BERITAPERS || GOWA — Perlahan tapi pasti, misteri kebijakan Husniah Talenrang melakukan langkah penonaktifan beberapa pejabat struktural di Kabupaten Gowa terkuak.(24/8/2026)
Diketahui sebanyak tujuh pejabat struktural yang dinonaktifkan termasuk Mahmud Kepala Badan Pengelolaan Keuangan dan Aset Daerah di ruang lingkup Pemerintahan Kabupaten Gowa.

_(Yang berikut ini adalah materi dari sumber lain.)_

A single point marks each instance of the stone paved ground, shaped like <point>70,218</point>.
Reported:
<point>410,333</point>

” Gaji ASN, honor Kepala Lingkungan dan perangkat desa selama ini tidak berjalan sehingga keluhan dari ratusan ASN dan aparat desa masuk di meja Bupati, kondisi ini sangat merugikan proses pelayanan sehingga tidak berjalan maksimal,” Ungkap Husniah Talenrang siang tadi.

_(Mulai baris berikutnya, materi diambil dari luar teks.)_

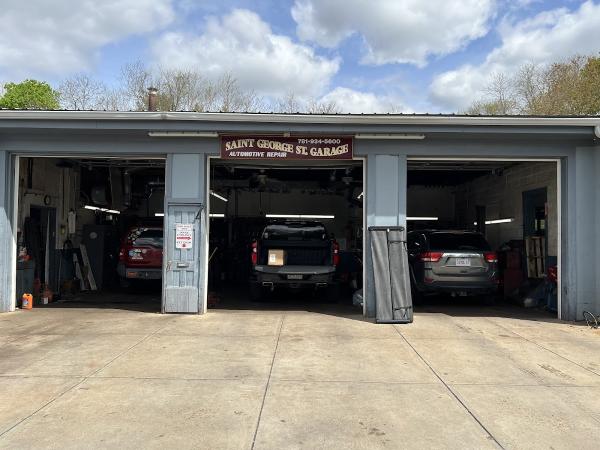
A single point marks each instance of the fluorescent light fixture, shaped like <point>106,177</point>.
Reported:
<point>220,197</point>
<point>493,222</point>
<point>299,216</point>
<point>96,208</point>
<point>183,134</point>
<point>390,136</point>
<point>422,218</point>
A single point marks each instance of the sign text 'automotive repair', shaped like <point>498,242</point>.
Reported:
<point>272,147</point>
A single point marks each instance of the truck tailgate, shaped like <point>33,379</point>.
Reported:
<point>290,270</point>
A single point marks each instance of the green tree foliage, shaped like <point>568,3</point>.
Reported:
<point>569,87</point>
<point>29,94</point>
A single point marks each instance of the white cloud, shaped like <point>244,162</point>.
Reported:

Mahmud, Kepala Badan Keuangan memilih mangkir dan tidak menjawab paggilan Bupati Gowa.
” Saya sudah perintahkan Beliau menghadap, baik lewat telepon maupun via WhatsApp namun tidak datang melaporkan penyebab hak atau gaji ASN dan perangkat desa belum cair, padahal itu hak mereka,” tegas Husniah Talenrang.

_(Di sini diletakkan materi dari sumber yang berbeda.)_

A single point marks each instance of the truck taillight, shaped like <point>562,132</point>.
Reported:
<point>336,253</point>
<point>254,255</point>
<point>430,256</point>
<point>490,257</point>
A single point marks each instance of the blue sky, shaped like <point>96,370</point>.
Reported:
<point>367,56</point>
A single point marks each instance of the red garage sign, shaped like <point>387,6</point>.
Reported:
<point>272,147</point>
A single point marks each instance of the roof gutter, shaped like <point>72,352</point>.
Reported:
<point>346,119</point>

Bupati Gowa menegaskan langkah penonaktifan kepada beberapa orang anak buahnya bersifat sementara,” hak mereka untuk memberikan klarifikasi tetap diberikan, melalui pemeriksaan yang sesuai ketentuan sementara berjalan, poinnya adalah pelayanan adalah substansi paling utama dan tidak boleh terhenti hanya karena konflik politik di tingkat elit.
Kepala Badan Keuangan adalah PNS yang harus tetap menunaikan tugasnya tanpa terpengaruh politik praktis” tegas Husniah Talenrang.